Philip Pullman has a powerful gift. It convinces us to not only enter into the minds of his protagonists with sympathy, but to emerge actually caring about them. I really miss Ginny now, having finished the book. I try, in my imagination, to watch her grow up. I think she'll be brilliant, just like many of the readers who can relate to her and her step-brother.
As you begin reading the book, you're not told a whole lot; and I liked that. It made me more alert to cues in her thinking, watching her moods and the things that happen around her that she doesn't quite pay enough attention to.
On the other hand, the things she *does* notice are with the eyes of an artist, and one with a creative imagination. Readers who also like to draw and paint will find lots to like about the way Ginny thinks. It's a view of an artist's way, from an artist himself... and just like the best art, it moves something in us in a very subtle but profound way.

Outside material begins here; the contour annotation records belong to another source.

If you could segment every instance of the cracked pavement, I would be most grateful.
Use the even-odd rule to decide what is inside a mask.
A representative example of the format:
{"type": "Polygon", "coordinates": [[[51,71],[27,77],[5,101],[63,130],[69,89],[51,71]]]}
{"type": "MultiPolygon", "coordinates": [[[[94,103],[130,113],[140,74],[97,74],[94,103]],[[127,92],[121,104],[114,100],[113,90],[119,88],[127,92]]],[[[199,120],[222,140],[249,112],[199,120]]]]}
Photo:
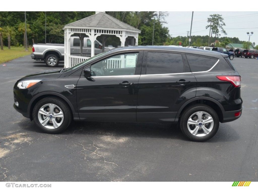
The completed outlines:
{"type": "Polygon", "coordinates": [[[242,77],[242,115],[203,143],[168,124],[73,122],[61,134],[43,133],[13,109],[12,88],[53,68],[30,56],[0,65],[0,181],[258,181],[258,61],[231,62],[242,77]]]}

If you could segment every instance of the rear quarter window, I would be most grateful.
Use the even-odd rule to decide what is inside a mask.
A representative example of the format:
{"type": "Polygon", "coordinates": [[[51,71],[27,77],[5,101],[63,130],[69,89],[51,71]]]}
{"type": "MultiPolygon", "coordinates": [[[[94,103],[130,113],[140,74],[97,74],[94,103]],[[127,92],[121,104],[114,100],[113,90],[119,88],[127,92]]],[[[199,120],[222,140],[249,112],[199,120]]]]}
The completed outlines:
{"type": "Polygon", "coordinates": [[[218,59],[201,56],[186,55],[187,61],[192,72],[207,71],[216,63],[218,59]]]}
{"type": "Polygon", "coordinates": [[[181,54],[148,52],[146,74],[176,74],[183,72],[184,62],[181,54]]]}

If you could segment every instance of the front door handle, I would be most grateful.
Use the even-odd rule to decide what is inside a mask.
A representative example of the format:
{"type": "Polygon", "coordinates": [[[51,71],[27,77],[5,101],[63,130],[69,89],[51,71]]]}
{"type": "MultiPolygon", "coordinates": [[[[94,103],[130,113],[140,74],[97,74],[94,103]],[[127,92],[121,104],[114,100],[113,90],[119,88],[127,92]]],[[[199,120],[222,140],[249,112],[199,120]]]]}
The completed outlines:
{"type": "Polygon", "coordinates": [[[119,84],[122,85],[124,87],[127,87],[130,85],[132,85],[133,84],[133,82],[121,82],[119,83],[119,84]]]}
{"type": "Polygon", "coordinates": [[[177,83],[179,83],[180,84],[186,84],[187,83],[190,83],[191,82],[190,81],[177,81],[176,82],[177,83]]]}

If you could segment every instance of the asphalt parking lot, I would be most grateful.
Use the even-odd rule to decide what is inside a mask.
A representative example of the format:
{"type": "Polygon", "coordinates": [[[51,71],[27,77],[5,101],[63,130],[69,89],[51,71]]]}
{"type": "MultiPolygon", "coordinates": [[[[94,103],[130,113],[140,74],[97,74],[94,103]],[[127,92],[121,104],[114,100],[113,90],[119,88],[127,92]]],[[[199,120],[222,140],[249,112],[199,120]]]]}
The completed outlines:
{"type": "Polygon", "coordinates": [[[203,143],[168,124],[74,122],[62,134],[42,133],[13,108],[13,87],[53,68],[30,56],[0,65],[0,181],[258,181],[258,59],[231,61],[242,115],[203,143]]]}

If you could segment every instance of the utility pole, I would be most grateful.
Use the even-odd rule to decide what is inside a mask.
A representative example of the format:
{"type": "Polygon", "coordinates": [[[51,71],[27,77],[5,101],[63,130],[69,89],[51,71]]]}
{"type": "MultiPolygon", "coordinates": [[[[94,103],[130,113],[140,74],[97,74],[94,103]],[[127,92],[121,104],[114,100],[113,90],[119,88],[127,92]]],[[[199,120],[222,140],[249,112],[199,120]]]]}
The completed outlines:
{"type": "Polygon", "coordinates": [[[209,42],[208,42],[208,47],[209,46],[209,37],[211,36],[211,24],[210,24],[210,32],[209,34],[209,42]]]}
{"type": "Polygon", "coordinates": [[[192,13],[192,21],[191,21],[191,29],[190,29],[190,36],[189,37],[189,44],[188,46],[190,47],[190,42],[191,41],[191,33],[192,32],[192,25],[193,24],[193,17],[194,16],[194,12],[192,13]]]}
{"type": "Polygon", "coordinates": [[[189,31],[187,31],[187,36],[186,37],[186,43],[187,43],[187,41],[188,41],[188,33],[189,32],[189,31]]]}
{"type": "Polygon", "coordinates": [[[28,51],[28,45],[27,38],[27,23],[26,22],[26,12],[25,12],[25,51],[28,51]]]}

The book deals with feelings of isolation, which many of us encounter through race issues but everyone *could* understand, given a writer like Pullman. And then there's the matter of growing up. What happens when Ginny's secure world seems too small, but getting out of it is too scary? What happens when what she thinks she knows is not half of what's really there beneath her nose? Pullman makes her story a lot like our own story. We're hooked.
Her growing awareness of others' lives, her ability to move from a genuine and thoughtful sympathy to actual empathy - putting herself in their shoes, rather than looking at their shoes from her perspective, so to speak - is handled so well, I can't help but think we readers all benefit too.